Волконский курил с Николаем Николаевичем-старшим. Два генерала с почти двадцатилетней разницей в возрасте вспоминали общих знакомых, прежние битвы и проблемы современности, в число которых попали и греки с валахами.
Не говорили о политике только женщины. Софья Алексеевна давала какие-то наставление Мари, та не слушала, а смотрела на Катерину, с самого утра какую-то растерянную. Взглядом Мари подбадривала сестру; Катя подмигивала ей, благодарно улыбалась, но тотчас вновь погружалась в тревожные мысли.
Поверх разговоров и быта вершилась, ворочая грозными колёсами, история. Император, полностью утвердившись в мысли о вреде всего либерального, переехал из Тропау в Лайбах, где продолжал выслушивать пылкие предложения Каподистрии (пробывшего
граф Нессельроде, присутствовавший там же, проводил с австрийским дипломатом Меттернихом больше времени, чем с кем-либо из русского двора, и передавал государю записки об опасности, которую могли нести миру испанцы, провернувшие — подумать только — успешную революцию, и итальянцы, добившиеся — не стыдно ли — того же;
Неаполь с Пьемонтом и Испания жили, подчиняясь теперь не воле единого правителя, но Конституции, в то время как Австрия собиралась выдвинуть войска и спасти колыбель Римской цивилизации от республиканской чумы;
офицер русской армии, валашский торговец и предводитель повстанцев Тудор Владимиреску стоял с армией пандуров, арнаутов и валахов в уезде Мехединць, предвидя впереди большую войну и готовясь к ней, пока администрация уезда создавала видимость охоты за Владимиреску, будучи на самом деле его сторонниками, — короче
Европа гудела, как вода на огне, не готовая ещё закипеть, но выпускающая на поверхность отдельные наполненные жаром пузыри.
Всё это, взорвавшееся пёстрой картою у нас перед глазами, сжалось в радужно переливающийся шар и отражением многоцветного стола завертелось в ложке с мороженным, ещё не донесённой Пушкиным до рта, но уже довольно близкой к сим первым из врат на пути к конечной цели всякого исторического процесса.
— С кем танцуешь? — Николай Раевский-младший смотрел поверх плеча Пушкина.
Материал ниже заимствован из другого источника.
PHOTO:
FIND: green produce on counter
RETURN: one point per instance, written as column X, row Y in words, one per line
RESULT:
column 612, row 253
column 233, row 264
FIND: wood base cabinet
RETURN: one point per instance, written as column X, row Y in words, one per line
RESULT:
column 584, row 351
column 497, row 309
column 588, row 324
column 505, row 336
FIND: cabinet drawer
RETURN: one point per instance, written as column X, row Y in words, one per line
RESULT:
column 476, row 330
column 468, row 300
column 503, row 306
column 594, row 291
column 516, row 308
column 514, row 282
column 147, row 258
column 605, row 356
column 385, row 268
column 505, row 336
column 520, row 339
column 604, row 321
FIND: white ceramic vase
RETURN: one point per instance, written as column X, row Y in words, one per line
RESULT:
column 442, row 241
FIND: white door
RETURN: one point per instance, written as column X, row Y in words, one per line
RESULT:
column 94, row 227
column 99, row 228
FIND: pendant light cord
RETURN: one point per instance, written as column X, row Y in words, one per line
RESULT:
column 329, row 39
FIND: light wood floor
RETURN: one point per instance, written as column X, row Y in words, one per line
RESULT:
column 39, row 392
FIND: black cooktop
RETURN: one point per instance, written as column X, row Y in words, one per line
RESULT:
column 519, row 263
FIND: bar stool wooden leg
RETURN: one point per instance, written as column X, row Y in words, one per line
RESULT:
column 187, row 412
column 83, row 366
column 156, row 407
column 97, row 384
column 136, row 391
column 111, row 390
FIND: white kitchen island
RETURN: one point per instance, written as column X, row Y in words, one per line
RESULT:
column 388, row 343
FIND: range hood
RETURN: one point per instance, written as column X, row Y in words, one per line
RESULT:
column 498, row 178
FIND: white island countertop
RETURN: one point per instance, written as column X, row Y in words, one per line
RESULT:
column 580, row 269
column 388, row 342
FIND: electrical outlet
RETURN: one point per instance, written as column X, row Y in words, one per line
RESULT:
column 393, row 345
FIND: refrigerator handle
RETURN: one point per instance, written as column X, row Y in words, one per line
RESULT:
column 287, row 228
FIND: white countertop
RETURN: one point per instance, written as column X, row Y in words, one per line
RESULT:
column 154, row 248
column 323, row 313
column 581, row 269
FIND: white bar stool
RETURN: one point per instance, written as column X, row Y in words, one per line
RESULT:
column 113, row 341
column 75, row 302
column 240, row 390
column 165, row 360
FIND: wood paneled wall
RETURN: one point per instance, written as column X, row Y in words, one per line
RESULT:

Александр обернулся, и увидел спину дамы, идущей вдоль карточных столов, составленных у стены.
— Ты на неё смотришь?
— Её зовут Каролина, она красавица и обещала мне танец. А ты…
— С твоей сестрой, — Пушкин проводил взглядом Каролину, так и не найдя в её спине ничего особенного. — С Еленой.
— Вот как. Ты знал, что чертовски нравишься ей?
— Алёнушке? — изумился Пушкин, привыкший думать о ней, как о создании эфемерном, живущим где-то на самом краю материального мира. — Ты шутишь?
— Ничуть, она давно… Всё, молчу, — Николя захлопнул ладонью рот. — Ты ничего не слышал. Но если хочешь породниться, имей в виду, она пока свободна.
Я даже голос её не помню, — хотел сказать Пушкин, но удержался, а Николя уже позабыл о разговоре, снова высмотрев в толпе свою Каролину.
Голос у Елены Раевской оказался ей под стать — тоненький и прозрачный.
— А правда, — смущаясь, спросила она, когда перешли к медленной части вальса, — что вас в Петербурге хотел убить ваш соперник, и поэтому вас отправили на юг?
Пушкин споткнулся.
— Вообще-то нет. Кто вам это сказал?
— Все только и делают, что рассказывают что-то о вас. Нет-нет, я ничего больше не скажу. Так это неправда?